Trio petinggi hukum itu mendapat gelar punakawan—tokoh terkenal dunia pewayangan—setelah pada Januari 1981 secara bersamaan diangkat oleh Presiden Soeharto. Mudjono menjadi Ketua Mahkamah Agung menggantikan Prof Oemar Seno Adji yang pensiun. Ali Said yang semula Jaksa Agung menjadi Menteri Kehakiman, dan Ismail Saleh secara mengejutkan dipindahkan dari pejabat Ketua Badan Koordinasi Penanaman Modal (BKPM) menjadi Jaksa Agung.

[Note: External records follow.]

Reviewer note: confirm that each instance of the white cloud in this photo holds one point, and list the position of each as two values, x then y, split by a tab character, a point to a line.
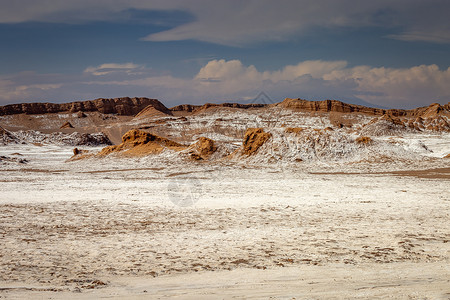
243	22
109	68
221	80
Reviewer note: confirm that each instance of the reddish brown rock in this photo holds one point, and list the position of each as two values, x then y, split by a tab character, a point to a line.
121	106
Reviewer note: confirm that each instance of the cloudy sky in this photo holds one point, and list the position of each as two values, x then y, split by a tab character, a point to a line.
388	53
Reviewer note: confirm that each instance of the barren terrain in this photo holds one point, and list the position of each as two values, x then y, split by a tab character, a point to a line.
309	212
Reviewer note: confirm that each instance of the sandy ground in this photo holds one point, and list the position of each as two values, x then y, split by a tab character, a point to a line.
144	229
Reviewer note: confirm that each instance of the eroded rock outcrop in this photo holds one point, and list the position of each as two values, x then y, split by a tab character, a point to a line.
122	106
140	143
254	138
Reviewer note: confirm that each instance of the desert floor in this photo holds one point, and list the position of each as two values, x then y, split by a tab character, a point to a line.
144	228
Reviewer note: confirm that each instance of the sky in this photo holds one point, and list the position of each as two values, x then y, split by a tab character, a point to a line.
383	53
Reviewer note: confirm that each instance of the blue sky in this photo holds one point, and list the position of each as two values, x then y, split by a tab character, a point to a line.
383	53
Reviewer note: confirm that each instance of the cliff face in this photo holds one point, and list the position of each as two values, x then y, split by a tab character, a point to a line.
337	106
121	106
195	108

Pengangkatan punakawan ini menarik. Tidak seorang pun dari ketiganya yang lahir dan besar dari perguruan tinggi ternama seperti Universitas Indonesia, Universitas Padjadjaran, Universitas Gadjah Mada, atau Universitas Airlangga, yang selama ini dikenal sebagai gudang pakar hukum. Mereka tumbuh dari institusi militer, tamatan Perguruan Tinggi Hukum Militer, yang dipandang para begawan hukum dengan sebelah mata dan diragukan kemampuannya untuk menangani kasus-kasus sipil.
Tak seorang pun tokoh hukum pada masa itu yang berani mengkritik Soeharto. Apalagi ketiga punakawan itu sealmamater dengan Menteri Sekretaris Negara Sudharmono, yang pada masa itu dianggap sebagai RI-2 yang sesungguhnya. Alih-alih mengkritik, semua kalangan, termasuk kalangan hukum, malah menggantungkan harapan yang besar kepada punakawan itu untuk kembalinya peradilan yang bersih di Republik ini.
Bukan tanpa alasan. Ali Said, yang sudah belasan tahun menjadi Jaksa Agung, dipercaya publik sebagai petinggi hukum yang sangat berpengalaman karena memulai debutnya sebagai hakim mahkamah militer luar biasa untuk kasus bekas perdana menteri Soebandrio. Mudjono, yang sebelumnya Menteri Kehakiman, dikenal sangat sederhana dan bersih. Bahkan, semasa dia menjabat, empat hakim senior di Jakarta Pusat dipecat karena diduga menerima suap.
Bagaimana Ismail Saleh? Tidak banyak yang bisa merabanya pada awal masa jabatannya. Ia dianggap paling miskin pengalaman di bidang hukum dibandingkan dengan kedua rekannya. Ismail Saleh, yang lahir di Pati, Jawa Tengah, September 1926, hanya pernah menjadi oditur militer di Jawa Barat dan Manado, sebelum ditarik ke Sekretariat Negara dan kemudian menjadi Kepala Kantor Berita Antara.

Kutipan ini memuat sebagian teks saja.